When considering dental implants, it is important to understand the potential risks and evaluate the benefits to make an informed decision. While dental implants are a highly successful and commonly performed procedure, they may not be suitable for everyone. Who is not a good candidate for dental implants?

Some individuals may face increased risks of complications and implant failure. For example, people with certain medical conditions, such as diabetes, might have a higher chance of encountering issues during the healing process or post-surgery complications. This is primarily due to their prolonged healing times.

In addition to medical conditions, other factors may affect the success of dental implants. According to the Mayo Clinic, rare risks associated with implant surgery include infection at the implant site, and injury or damage to surrounding structures, such as other teeth or blood vessels. Discussing these potential risks with your dental professional is crucial to determine if dental implants are the right option for you.

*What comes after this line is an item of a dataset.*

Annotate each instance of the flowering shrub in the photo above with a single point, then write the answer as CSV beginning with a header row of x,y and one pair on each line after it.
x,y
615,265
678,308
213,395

To further assess suitability, potential candidates should consider the following factors:

  • Adequate jawbone density: Dental implants require adequate jawbone density to support the implant and ensure long-term stability.
  • Good oral hygiene: Proper oral care is essential for the long-term success of dental implants. Candidates must commit to maintaining good dental hygiene habits.
  • Nonsmokers: Smoking increases the risk of complications and implant failure. Patients are recommended to quit smoking before undergoing dental implant surgery.

Remember, each individual is unique, and the decision to undergo dental implant surgery should be based on careful consideration of one's specific situation and medical history. So, who is a good candidate versus who is not a good candidate for dental implants? Consult your dental professional to discuss your options, including potential benefits versus risks. Then, make a decision that benefits your oral health.